17 Jun 2014

'Likely crash area' hasn't been searched

10:19 pm on 17 June 2014

The British satellite company that provided the main clues in the hunt for the missing Malaysian airliner says search teams have yet to go to the area where the crash site is most likely to be.

Inmarsat was receiving signals from Flight MH370 before it disappeared on 8 March; 239 people were on the plane which disappeared about an hour after it left Kuala Lumpur for Beijing.

A visitor adds a message for missing passengers at an International Search and Rescue Conference and Exhibition in Kuala Lumpur on Tuesday.

A visitor adds a message for missing passengers at an International Search and Rescue Conference and Exhibition in Kuala Lumpur on Tuesday. Photo: AFP

Using satellite data, officials have concluded that the Boeing 777 somehow ended its journey in the Indian Ocean, north-west of the Australian city of Perth.

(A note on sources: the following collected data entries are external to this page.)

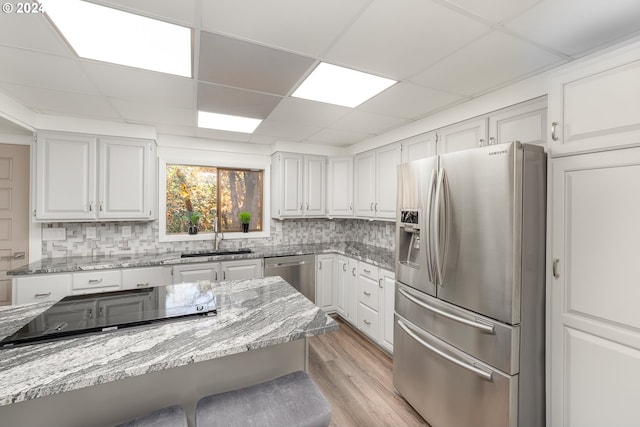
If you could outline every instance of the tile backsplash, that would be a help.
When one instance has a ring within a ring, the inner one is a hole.
[[[213,248],[213,242],[210,240],[161,243],[158,241],[158,224],[158,221],[44,224],[43,230],[46,227],[64,227],[66,240],[43,240],[42,258],[166,253]],[[123,237],[123,227],[130,227],[130,237]],[[95,228],[95,238],[87,238],[87,228]],[[235,249],[344,241],[361,242],[393,250],[395,224],[361,219],[271,220],[271,236],[223,240],[221,247]]]

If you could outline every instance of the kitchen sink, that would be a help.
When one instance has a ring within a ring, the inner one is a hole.
[[[180,258],[193,258],[199,256],[216,256],[216,255],[238,255],[238,254],[250,254],[251,249],[220,249],[217,251],[198,251],[198,252],[183,252]]]

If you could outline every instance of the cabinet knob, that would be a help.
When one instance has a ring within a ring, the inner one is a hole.
[[[89,212],[93,212],[93,202],[89,202]]]
[[[365,325],[371,325],[371,322],[369,322],[367,319],[363,320]]]
[[[380,289],[382,289],[382,288],[383,288],[383,286],[382,286],[382,278],[378,279],[378,287],[379,287]]]
[[[558,140],[557,130],[558,130],[558,125],[559,124],[560,123],[558,123],[558,122],[551,122],[551,139],[554,140],[554,141]]]
[[[44,293],[44,294],[35,294],[34,295],[35,298],[45,298],[45,297],[48,297],[48,296],[51,296],[51,292],[47,292],[47,293]]]
[[[370,297],[371,296],[371,292],[367,292],[367,291],[363,291],[363,294],[365,294],[366,296]]]
[[[493,145],[496,143],[496,139],[494,137],[489,138],[489,145]]]
[[[356,277],[356,268],[355,267],[353,267],[351,269],[351,274],[353,275],[353,277]]]
[[[347,264],[342,264],[342,271],[347,271]]]
[[[484,147],[484,138],[482,138],[480,142],[478,142],[478,147]]]
[[[371,202],[371,206],[369,206],[369,210],[372,211],[373,210],[373,202]]]
[[[560,260],[558,258],[553,259],[553,277],[556,279],[560,278],[560,273],[558,272],[558,264]]]

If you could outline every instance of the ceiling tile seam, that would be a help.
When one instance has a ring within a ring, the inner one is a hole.
[[[198,2],[198,5],[196,5],[196,9],[200,7],[200,10],[202,10],[202,2]],[[201,15],[202,16],[202,15]],[[202,18],[200,18],[202,19]],[[192,75],[192,79],[193,79],[193,87],[192,87],[192,91],[193,91],[193,97],[191,98],[193,100],[193,105],[192,105],[192,117],[191,120],[193,121],[193,127],[197,128],[198,127],[198,94],[199,94],[199,89],[198,86],[200,85],[200,38],[202,36],[202,31],[198,28],[194,28],[193,29],[193,45],[191,46],[192,49],[192,53],[191,55],[193,55],[192,57],[192,61],[191,61],[191,66],[193,67],[193,70],[191,72]],[[196,54],[196,52],[198,52]],[[194,132],[195,133],[195,132]]]
[[[239,90],[242,92],[251,92],[251,93],[256,93],[256,94],[260,94],[260,95],[267,95],[267,96],[273,96],[276,98],[280,98],[280,101],[282,101],[284,98],[287,98],[287,95],[280,95],[277,93],[271,93],[271,92],[263,92],[260,90],[255,90],[255,89],[247,89],[247,88],[243,88],[243,87],[238,87],[238,86],[230,86],[230,85],[226,85],[226,84],[222,84],[222,83],[212,83],[212,82],[207,82],[205,80],[198,80],[197,81],[198,85],[199,84],[203,84],[203,85],[208,85],[208,86],[216,86],[216,87],[223,87],[223,88],[227,88],[227,89],[235,89],[235,90]],[[198,86],[196,85],[196,86]],[[197,100],[196,100],[196,107],[197,107]]]
[[[500,32],[502,32],[502,33],[504,33],[504,34],[506,34],[508,36],[514,37],[514,38],[520,40],[521,42],[530,44],[532,46],[537,47],[538,49],[544,50],[547,53],[559,56],[560,58],[565,59],[567,61],[572,61],[572,60],[576,59],[575,57],[573,57],[573,56],[571,56],[569,54],[566,54],[564,52],[561,52],[561,51],[559,51],[557,49],[554,49],[554,48],[552,48],[550,46],[546,46],[546,45],[543,45],[542,43],[538,43],[538,42],[536,42],[534,40],[530,40],[530,39],[522,36],[521,34],[518,34],[516,31],[513,31],[513,30],[509,29],[505,25],[502,25],[502,24],[501,25],[497,25],[496,26],[496,30],[500,31]]]
[[[121,3],[110,3],[108,1],[101,0],[84,0],[88,3],[97,4],[99,6],[108,7],[109,9],[120,10],[122,12],[131,13],[133,15],[144,16],[145,18],[155,19],[156,21],[167,22],[169,24],[178,25],[180,27],[192,28],[193,22],[184,22],[179,19],[174,19],[169,16],[159,15],[157,13],[150,12],[149,10],[136,9],[129,5],[123,5]]]

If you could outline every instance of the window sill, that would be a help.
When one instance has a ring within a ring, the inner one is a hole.
[[[224,233],[224,240],[237,240],[237,239],[259,239],[264,237],[269,237],[269,231],[250,231],[248,233],[243,233],[240,231],[234,231],[229,233]],[[160,242],[192,242],[192,241],[202,241],[209,240],[213,241],[214,234],[213,233],[198,233],[198,234],[177,234],[177,235],[160,235]]]

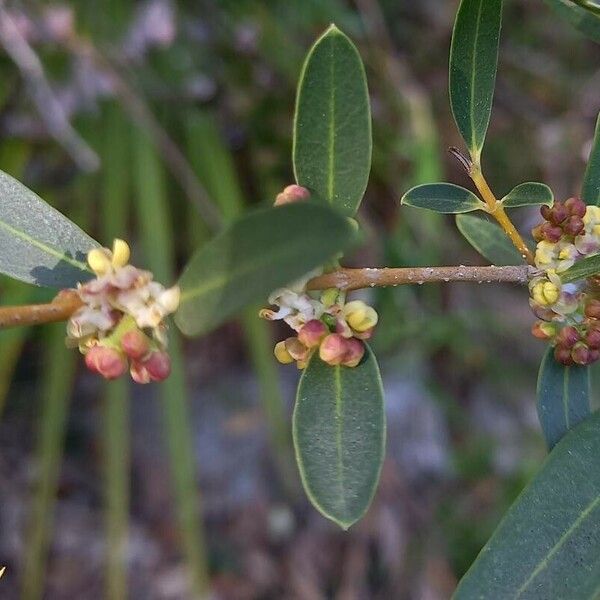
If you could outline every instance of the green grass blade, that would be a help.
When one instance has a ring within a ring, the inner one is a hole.
[[[22,598],[42,598],[44,571],[54,522],[54,505],[63,455],[71,387],[77,357],[65,349],[64,324],[48,328],[45,369],[41,381],[42,409],[37,447],[39,479],[32,499],[31,521],[25,544]]]
[[[174,279],[174,241],[168,213],[164,171],[147,137],[135,130],[135,198],[137,216],[148,267],[156,279],[170,284]],[[179,533],[183,543],[194,594],[203,595],[209,585],[200,490],[185,383],[183,356],[177,332],[170,333],[171,376],[160,385],[167,448],[171,463]]]
[[[131,170],[129,128],[114,105],[103,118],[101,152],[103,243],[126,239]],[[104,391],[104,476],[106,486],[106,597],[127,597],[129,525],[129,385],[126,379],[109,382]]]
[[[214,117],[200,111],[186,119],[188,154],[211,199],[221,211],[223,221],[230,223],[244,208],[244,199],[233,157]],[[250,362],[258,378],[260,401],[269,427],[275,460],[283,485],[295,491],[291,431],[287,424],[279,373],[273,357],[271,327],[258,318],[259,307],[244,311],[241,319]]]

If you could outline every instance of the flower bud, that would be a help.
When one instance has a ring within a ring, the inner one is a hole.
[[[306,360],[308,358],[308,348],[297,337],[289,337],[284,344],[285,349],[294,360]]]
[[[377,311],[361,300],[348,302],[344,306],[343,314],[348,325],[350,325],[354,331],[358,331],[359,333],[375,327],[379,320]]]
[[[330,333],[319,348],[319,356],[328,365],[339,365],[345,359],[348,340],[339,333]]]
[[[590,360],[590,350],[583,342],[577,342],[571,350],[571,358],[578,365],[587,365]]]
[[[545,239],[544,237],[544,231],[543,231],[543,227],[544,227],[545,223],[541,224],[541,225],[536,225],[532,230],[531,230],[531,236],[533,237],[533,239],[536,242],[541,242],[543,239]]]
[[[561,365],[569,366],[573,364],[571,349],[565,348],[564,346],[557,345],[554,348],[554,358],[556,362],[559,362]]]
[[[142,364],[152,381],[164,381],[171,374],[171,357],[166,352],[152,352]]]
[[[158,297],[159,304],[170,314],[174,313],[179,308],[179,301],[181,299],[181,290],[178,285],[174,285],[166,289]]]
[[[590,348],[590,359],[588,365],[595,363],[600,358],[600,349]]]
[[[544,223],[541,227],[542,239],[545,239],[552,244],[555,244],[562,238],[563,230],[557,225],[551,223]]]
[[[558,204],[558,202],[556,204]],[[555,206],[556,206],[556,204],[555,204]],[[546,206],[545,204],[543,206],[540,206],[540,214],[542,215],[542,219],[549,221],[551,210],[552,209],[549,206]]]
[[[371,327],[371,329],[367,329],[366,331],[354,332],[354,337],[358,340],[370,340],[373,337],[373,332],[375,331],[375,327]]]
[[[554,225],[560,225],[568,216],[568,208],[562,202],[556,202],[549,211],[548,221]]]
[[[121,348],[129,358],[139,360],[150,350],[150,340],[139,329],[131,329],[121,338]]]
[[[130,256],[129,244],[124,240],[116,239],[112,247],[112,266],[114,268],[124,267],[129,262]]]
[[[346,354],[344,355],[342,364],[345,367],[356,367],[364,355],[364,344],[356,338],[350,338],[346,340]]]
[[[316,348],[328,333],[329,330],[323,321],[312,319],[302,326],[298,332],[298,339],[307,348]]]
[[[563,231],[567,235],[579,235],[585,228],[583,224],[583,220],[581,217],[572,216],[567,219],[565,223],[563,223]]]
[[[569,214],[581,218],[585,215],[587,206],[581,198],[569,198],[565,201],[565,208]]]
[[[285,347],[285,341],[277,342],[277,344],[275,344],[273,354],[282,365],[289,365],[290,363],[294,362],[294,357],[287,351],[287,348]]]
[[[591,298],[585,305],[585,316],[590,319],[600,319],[600,300]]]
[[[325,290],[321,294],[321,303],[326,308],[329,308],[330,306],[333,306],[337,302],[339,295],[340,295],[340,290],[338,290],[337,288],[329,288],[328,290]]]
[[[283,204],[290,204],[292,202],[300,202],[302,200],[308,200],[310,198],[310,192],[301,185],[288,185],[283,192],[277,194],[275,198],[275,206],[281,206]]]
[[[129,374],[131,375],[131,379],[133,379],[133,381],[136,383],[145,384],[152,381],[148,369],[146,369],[146,367],[139,362],[131,363],[131,366],[129,367]]]
[[[549,340],[556,335],[556,326],[552,323],[537,321],[533,324],[531,333],[538,340]]]
[[[96,275],[106,275],[111,268],[110,253],[104,248],[94,248],[87,255],[88,265]]]
[[[600,349],[600,329],[589,327],[585,334],[585,343],[590,348]]]
[[[579,332],[571,325],[563,327],[556,336],[557,344],[560,344],[565,348],[572,348],[579,341],[579,339]]]
[[[93,373],[105,379],[117,379],[127,370],[125,357],[115,348],[97,345],[85,355],[85,364]]]

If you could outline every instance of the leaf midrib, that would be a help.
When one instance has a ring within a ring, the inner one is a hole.
[[[546,556],[537,564],[536,568],[533,570],[531,575],[527,578],[527,580],[523,583],[523,585],[518,589],[516,598],[520,598],[523,592],[531,585],[531,583],[537,578],[537,576],[544,571],[550,564],[550,561],[554,557],[554,555],[562,548],[565,542],[569,539],[569,537],[574,533],[574,531],[583,523],[583,521],[590,515],[590,513],[597,507],[600,506],[600,494],[598,494],[594,500],[592,500],[587,507],[581,512],[579,517],[575,519],[571,527],[569,527],[565,533],[560,537],[560,539],[554,544],[554,546],[548,551]]]
[[[331,85],[329,89],[329,127],[328,127],[328,170],[327,170],[327,195],[329,202],[333,204],[335,194],[335,38],[331,39],[331,65],[329,67],[329,78]]]
[[[471,144],[473,146],[472,150],[477,151],[478,144],[475,135],[475,80],[476,80],[476,68],[475,61],[477,60],[477,48],[479,45],[479,28],[481,26],[481,13],[483,12],[483,0],[479,0],[479,8],[477,10],[477,21],[475,24],[475,39],[473,42],[473,53],[472,53],[472,61],[471,61],[471,110],[470,110],[470,120],[471,120]]]
[[[344,482],[344,455],[343,455],[343,428],[344,428],[344,415],[342,412],[343,396],[342,396],[342,367],[336,366],[335,377],[334,377],[334,390],[335,390],[335,441],[336,441],[336,454],[337,454],[337,471],[340,488],[340,504],[344,514],[348,513],[348,505],[346,503],[346,484]]]
[[[16,229],[15,227],[13,227],[12,225],[9,225],[5,221],[0,221],[0,227],[3,227],[4,229],[8,230],[10,233],[16,235],[17,237],[21,238],[22,240],[25,240],[32,246],[35,246],[36,248],[38,248],[39,250],[46,252],[46,254],[49,254],[50,256],[54,256],[55,258],[58,258],[59,260],[64,261],[66,263],[69,263],[71,266],[76,267],[80,271],[86,271],[88,273],[91,272],[85,263],[82,263],[81,261],[71,258],[71,257],[67,256],[67,254],[65,254],[65,253],[61,254],[58,250],[55,250],[54,248],[52,248],[52,246],[47,246],[43,242],[36,240],[35,238],[31,237],[24,231],[21,231],[20,229]]]

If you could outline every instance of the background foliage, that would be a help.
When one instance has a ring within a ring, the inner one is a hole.
[[[480,261],[453,217],[398,213],[396,202],[420,183],[469,187],[445,153],[460,143],[447,93],[454,2],[58,8],[19,3],[2,17],[21,28],[74,129],[39,102],[43,86],[18,68],[2,29],[0,168],[101,242],[130,239],[165,283],[217,221],[291,182],[298,74],[332,21],[365,60],[374,113],[359,213],[368,236],[352,262]],[[561,199],[577,191],[591,142],[599,46],[541,0],[506,2],[504,17],[486,172],[502,195],[537,180]],[[530,228],[535,209],[521,211]],[[459,216],[462,230],[471,218]],[[46,297],[0,285],[3,304]],[[174,344],[174,376],[149,392],[80,372],[60,326],[0,333],[2,591],[186,598],[210,582],[225,598],[448,597],[544,455],[532,376],[543,348],[526,335],[521,289],[369,295],[385,324],[373,345],[388,448],[374,504],[348,534],[299,492],[297,376],[277,371],[273,330],[256,311],[179,353]]]

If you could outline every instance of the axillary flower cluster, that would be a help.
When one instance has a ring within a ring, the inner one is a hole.
[[[587,280],[563,284],[560,274],[600,251],[600,208],[579,198],[543,206],[543,223],[533,229],[535,265],[530,306],[539,321],[535,337],[554,346],[564,365],[589,365],[600,358],[600,288]]]
[[[275,357],[280,363],[295,362],[303,369],[318,352],[329,365],[356,367],[365,354],[363,340],[373,335],[377,312],[361,300],[345,302],[344,293],[338,289],[304,291],[314,275],[273,292],[269,304],[277,306],[277,311],[260,311],[260,316],[269,321],[283,319],[297,333],[275,345]]]
[[[129,369],[136,383],[162,381],[171,372],[165,317],[179,306],[179,288],[165,289],[129,257],[123,240],[112,251],[89,252],[96,278],[77,287],[83,306],[67,323],[67,345],[78,347],[88,369],[106,379]]]
[[[306,188],[288,185],[277,195],[275,206],[309,198]],[[363,341],[373,335],[379,317],[374,308],[361,300],[346,302],[346,293],[336,288],[306,291],[308,281],[322,272],[318,269],[287,288],[275,290],[268,301],[277,310],[264,308],[259,316],[269,321],[283,320],[297,334],[275,345],[273,352],[280,363],[295,362],[304,369],[318,352],[329,365],[356,367],[365,354]]]

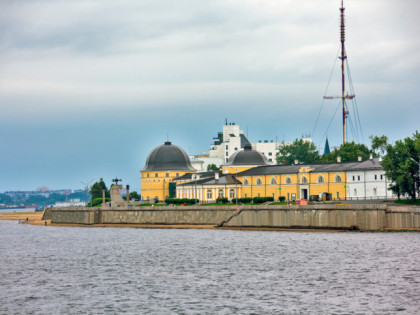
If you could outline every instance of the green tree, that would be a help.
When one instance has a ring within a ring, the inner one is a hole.
[[[321,157],[323,163],[337,162],[337,157],[341,157],[341,162],[356,162],[358,157],[361,156],[362,160],[368,160],[369,155],[377,156],[377,154],[370,150],[366,145],[361,143],[346,142],[342,144],[339,149],[335,149],[329,154]]]
[[[277,156],[277,164],[294,164],[298,160],[299,163],[317,163],[319,162],[319,153],[315,144],[306,142],[302,139],[296,139],[290,145],[283,145],[279,148]]]
[[[134,199],[136,201],[139,201],[140,200],[140,195],[137,193],[137,191],[132,191],[130,193],[130,200],[131,199]]]
[[[99,181],[94,183],[92,187],[90,188],[89,193],[91,194],[92,199],[102,198],[102,190],[104,189],[105,189],[105,197],[110,197],[109,190],[106,187],[104,180],[101,178],[99,179]]]
[[[220,168],[216,166],[216,164],[209,164],[207,165],[207,171],[218,171]]]
[[[12,197],[6,194],[0,194],[0,203],[4,203],[6,205],[11,204],[13,202]]]
[[[420,133],[416,131],[412,138],[398,140],[394,145],[389,144],[385,136],[373,137],[372,147],[386,152],[381,165],[398,199],[408,195],[415,202],[416,193],[420,193]]]

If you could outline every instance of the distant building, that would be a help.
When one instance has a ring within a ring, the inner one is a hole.
[[[310,138],[302,138],[305,142],[312,142]],[[217,158],[225,164],[229,158],[244,149],[245,144],[251,144],[252,149],[260,152],[267,158],[268,164],[277,164],[277,156],[279,148],[283,145],[290,145],[292,142],[278,142],[274,140],[259,140],[258,142],[250,142],[245,136],[243,130],[235,123],[227,123],[223,126],[223,131],[213,138],[213,144],[210,145],[208,156]],[[197,158],[201,160],[200,157]]]

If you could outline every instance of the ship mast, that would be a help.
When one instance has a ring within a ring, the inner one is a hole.
[[[341,98],[343,105],[343,144],[346,143],[346,119],[349,112],[346,110],[346,99],[354,98],[354,95],[346,95],[346,77],[344,72],[344,63],[347,59],[346,49],[345,49],[345,23],[344,23],[344,0],[341,0],[340,8],[340,41],[341,41],[341,56],[338,57],[341,59],[341,96],[324,96],[324,99],[335,99]]]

But no trace of the plane has been found, nor any reason for its disappearance.

It's the brief hourly electronic connections between Flight MH370 and an Inmarsat spacecraft that are driving this investigation, the BBC reports.

Inmarsat scientists could tell from the timing and frequencies of signals that the plane had to have come down in the southern Indian Ocean and an Australian naval vessel was sent to investigate its best estimate.

But the telecommunications company has told the BBC that the ship never reached the most likely crash zone, because it picked up detections it thought was coming from the jet's submerged flight recorders.

The hunt for the lost jet is currently taking a short break while ships map the Indian Ocean floor.